After a two mile hike through Cumberland hard woods
we approached a sandstone rockhouse
nestled into a cliff’s foot. Inside, the sandy floor
was barricaded by a splintered, three-slat wooden fence—
Bryan tells me some locals used to camp and party
back here. I drift off, imagining the scene:
An old, burgundy Ford ranger covered in clay, 
backs into the rock amphitheater, PA system in the bed.
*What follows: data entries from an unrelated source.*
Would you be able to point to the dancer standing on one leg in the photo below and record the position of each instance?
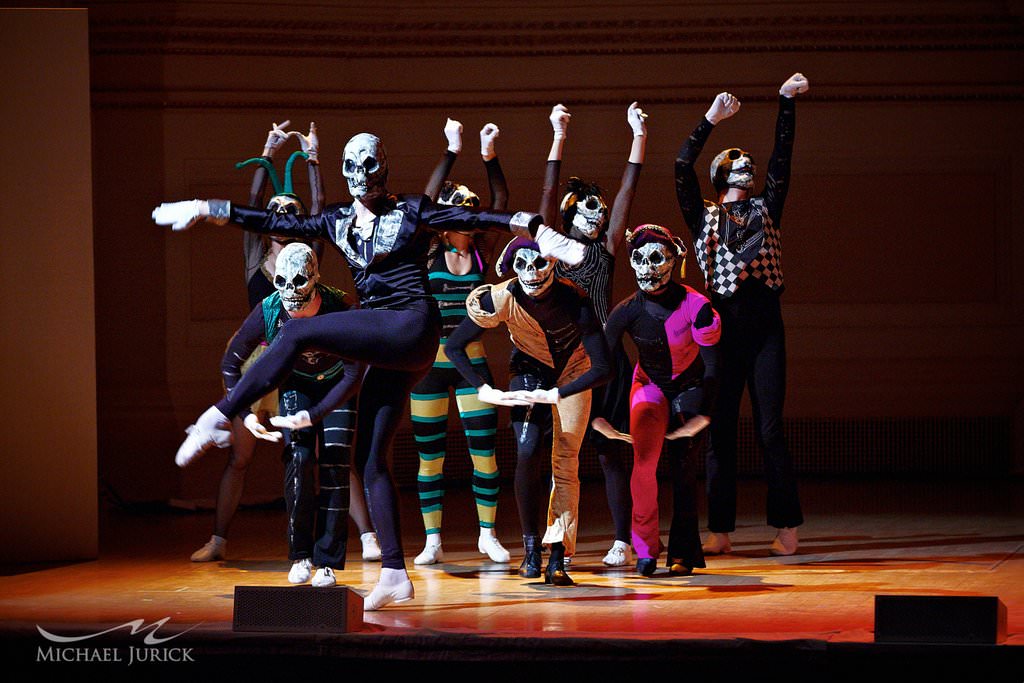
(260, 258)
(385, 240)
(316, 535)
(675, 330)
(558, 353)
(457, 267)
(738, 247)
(587, 218)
Rosanne Cash and Conway Twitty reverberate
off damp sandstone across the Cumberland Plateau,
a clandestine concert known only to the revelers.
With the moon above, they drink, fight, screw, pass out—
all on top of an unassuming white flower.
Unknowingly, they almost wiped out an entire
occurrence of the endangered Cumberland Sandwort.

On the ride back in Bryan pulls the truck over.
An ephemeral stream cuts through the loamy red road,
the water falling over a ledge into a stream shadowed
by rhododendron. Behind them, beech, oak, buckeye,
hickory, and hemlock. Bryan yells to look over the edge.
I walk a few steps and look down: trash bags, beer cans,
a rusted refrigerator, something else I can’t make out,
probably just an old washing machine.